Marco turned for orders. "Course, Captain?"
"No course," said Krake, surrendering to the inevitable, managing a sardonic grin. "We're doing what the Taur tells us."
And when Marco gave Moon Bunderan a questioning look, she said, "Thrayl's really sick, Marco, but I think I got the drift of what he was trying to say. He said we didn't have to be traveling to a place. We won't be traveling to a 'place' at all, but in time. I'm not real sure I understood all of it, though; that kind of talk is hard for him," she apologized, "because Thrayl doesn't usually think that way, but it's what he meant. I'm sure of it."
"He means traveling in time, all right," Sork said suddenly. "I think I know what he's talking about—time dilation! Remember? Photons don't have clocks. Time stops for us in wave-drive, but it goes right on in the universe outside. So maybe Thrayl thinks if we just keep going long enough something big will happen in the universe. . . . Ask him, Moon," he begged. "Ask him if that's what he means!"
Everyone else waited while she spoke, softly and lovingly, to the Taur. Thrayl was silent for a long time. When at last he answered he hardly lifted his head, and his voice was a bass moan.
Moon looked confused. "He's very sad," she said. "He keeps hearing songs of pain and danger that hurt him."
"Time!" Sork snapped. "What did he say about that?"
"I think he said you were right, Sork. I think he said a time was coming when something would happen . . . only," she added, the look of bewilderment getting stronger, "I don't think he meant 'coming.' It almost seemed as though he meant 'returning'—but time can't return, can it?" she pleaded.
Krake looked more unhappy than ever. He looked for help toward the morosely silent Turtles, but they were not responding—unless Litlun's faint movement of one clawed hand was assent.
Krake made up his mind. He took a deep breath and gestured to the crew manning the boards. "Wave-drive, Marco," he said. "Wherever we're going, we might as well get on our way."
What the Taur hadn't said—or couldn't—was how long they would have to travel to get to wherever, or whenever, they were heading for.

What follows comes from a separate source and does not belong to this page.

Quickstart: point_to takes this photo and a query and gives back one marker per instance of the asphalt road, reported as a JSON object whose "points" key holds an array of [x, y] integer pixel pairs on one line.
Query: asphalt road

That was a hard pill for Captain Francis Krake to swallow. He sat glaring up at the screens, ignoring everyone else. When he looked away he saw nothing that pleased him. The two Turtles had retreated again for more of their private discussions—or mourning. Sork Quintero was at the other board, gazing abstractedly into space, while across the control room Sue-ling was sitting alone, silent and strained, and she was resolutely avoiding Krake's gaze. Krake swore silently to himself. What was the matter with the woman? What had hap-pcncd between them in his cabin was something warm and wonderful in his memory—what had changed her?